🤖 AI Summary
This work addresses the challenge of generating geometrically consistent multi-view scenes from a single freehand sketch, which is inherently sparse in geometric information, prone to spatial distortions, and lacks paired training data. The authors propose a novel approach based on a video Transformer architecture that incorporates a Camera-Aware Attention Adapter (CA3) and a Correspondence-based Sparse Supervision Loss (CSL), enabling direct multi-view synthesis in a single denoising pass—without requiring reference images or multi-stage optimization. Key contributions include the construction of the first large-scale, automatically synthesized and filtered sketch-to-multi-view paired dataset, and a sparse geometric supervision mechanism leveraging Structure-from-Motion. Experiments demonstrate significant improvements over state-of-the-art two-stage methods, with over 60% reduction in FID, a 23% increase in geometric consistency (Corr-Acc), and up to 3.7× faster inference.
📝 Abstract
We tackle a new problem: generating geometrically consistent multi-view scenes from a single freehand sketch. Freehand sketches are the most geometrically impoverished input one could offer a multi-view generator. They convey scene intent through abstract strokes while introducing spatial distortions that actively conflict with any consistent 3D interpretation. No prior method attempts this; existing multi-view approaches require photographs or text, while sketch-to-3D methods need multiple views or costly per-scene optimisation.

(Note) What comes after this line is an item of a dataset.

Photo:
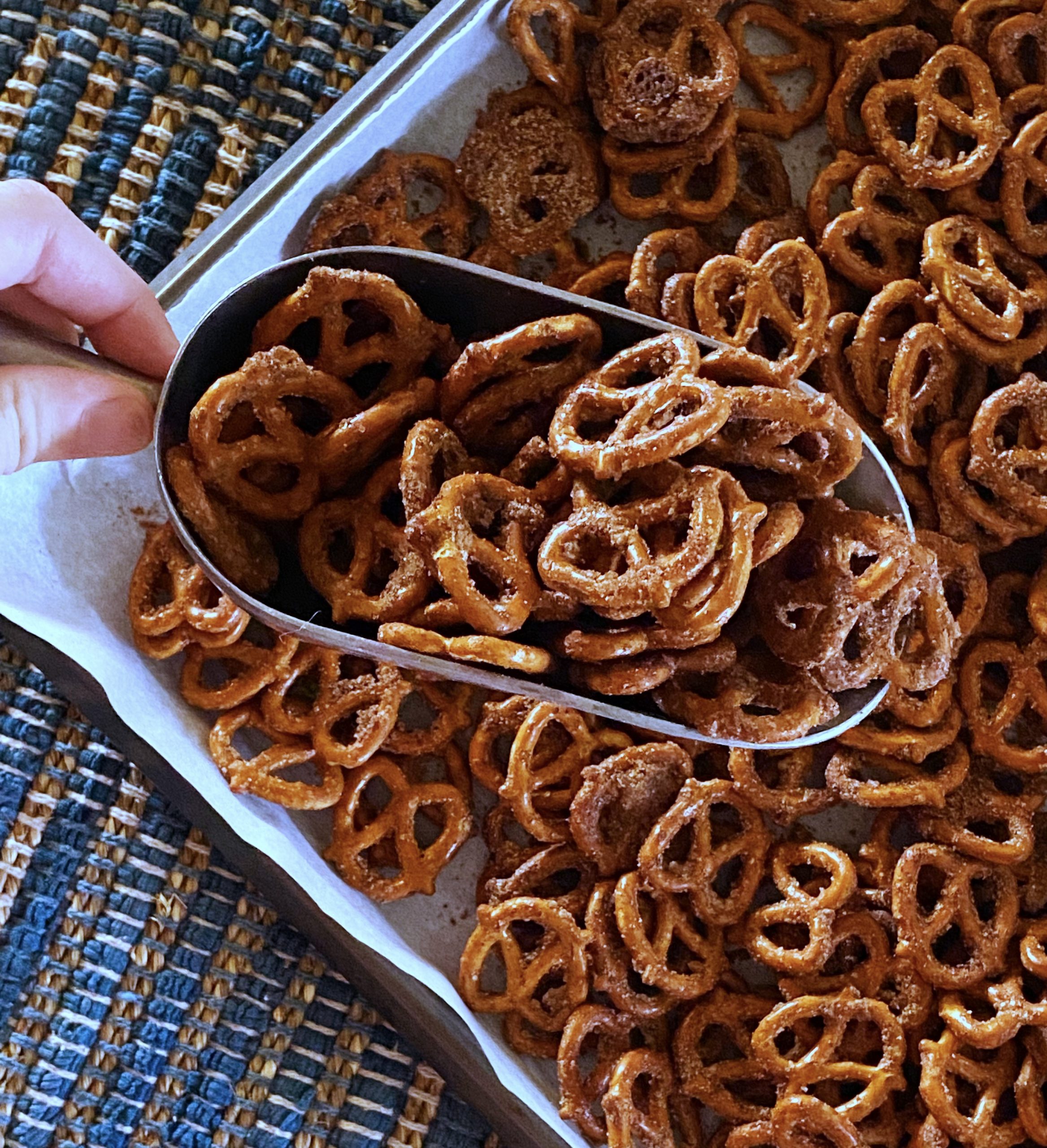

We address three compounding challenges; absent training data, the need for geometric reasoning from distorted 2D input, and cross-view consistency, through three mutually reinforcing contributions: (i) a curated dataset of $\sim$9k sketch-to-multiview samples, constructed via an automated generation and filtering pipeline; (ii) Parallel Camera-Aware Attention Adapters (CA3) that inject geometric inductive biases into the video transformer; and (iii) a Sparse Correspondence Supervision Loss (CSL) derived from Structure-from-Motion reconstructions.
Our framework synthesizes all views in a single denoising process without requiring reference images, iterative refinement, or per-scene optimization. Our approach significantly outperforms state-of-the-art two-stage baselines, improving realism (FID) by over 60% and geometric consistency (Corr-Acc) by 23%, while providing up to a 3.7$\times$ inference speedup.